Here are some pictures of him

From L-R Jess (Floyds granny) Peg (his mum) and Floyd.


----------



## CaGreg (Mar 28, 2007)

Well done Floyd, and also to you Carol and he has grooooowwwwwwnnnnn so much! He doesn't look like a baby any more, more like a handsome young debutatnte, which of course he is, wonder how he would look with a bow tie?

Craig must be delighted. Did you go in the new Motorwagon??

Ca


----------



## greenasthegrass (Oct 27, 2007)

are those your legs? Floyd is not as hairy as thought he would be and he not looking like a retriever cos he not blonde and hairy. But well done in ya freak show.

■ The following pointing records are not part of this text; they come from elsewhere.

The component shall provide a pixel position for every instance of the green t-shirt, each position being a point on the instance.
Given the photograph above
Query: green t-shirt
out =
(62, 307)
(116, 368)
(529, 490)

Can't wait to see him on Saturday woo hooo!

Greenie


----------



## Steamdrivenandy (Jun 18, 2007)

Cazza,

Where did Floyd get those sunglasses, I must have some. 

Not so keen on his taste in jeans and as for that black curly haired four legged owner on the other end of the lead, what's his name?

:lol: :lol: :lol: 

Seriously though, well done Floyd. From Jack and Rosie

SDA

We don't normally 'do' the Spring SKC but usually get to the Aug. Bonk Holiday one. Get a bit of plane spotting in at the same time.


----------



## carolgavin (May 9, 2005)

Oooooooooooooooh you lot are soooo awful!!!
Ta Ca hunny, the 'sensible' one!!
Greenie them are not my legs, they are Maries!!! Roll on the weekend!!!!
SDA :lol: :lol: :lol: thats Craig my son ya munter!!!!! Then Floyd!!! Might see ya then at August one think we entering!!


----------



## Steamdrivenandy (Jun 18, 2007)

carolgavin said:


> Oooooooooooooooh you lot are soooo awful!!!
> Ta Ca hunny, the 'sensible' one!!
> Greenie them are not my legs, they are Maries!!! Roll on the weekend!!!!
> SDA :lol: :lol: :lol: thats Craig my son ya munter!!!!! Then Floyd!!! Might see ya then at August one think we entering!!


Did you stay in the caravan area Carol?

We've pitched there three times now, the showers are pants and when we had our no shower van that didn't add to the enjoyment.

It's also where we discovered that an 'electric only' fridge wasn't a good idea without hook up over three days. Not helped by me leaving the loo light on all day whilst at the show.

Still now we have the Adriatiktiktiktiktik we'm alright for gassy fridge and provided we careful and go to bed early we should last for leccy. Mind, the cacophony and pong of gennys is a bit wearisome.

SDA


----------



## carolgavin (May 9, 2005)

Didn't stay as we are just down the road from Ingliston Andy, only took us about 3/4 of an hour to get there, so would rather stay home and avoid the noise and the pants showers :lol: :lol: :lol: 
The camping bit was very very busy though and is right next to the main road, have heard in previous years it's been right beside the runway, dunno which I prefer :roll: :roll: :roll: :roll:


----------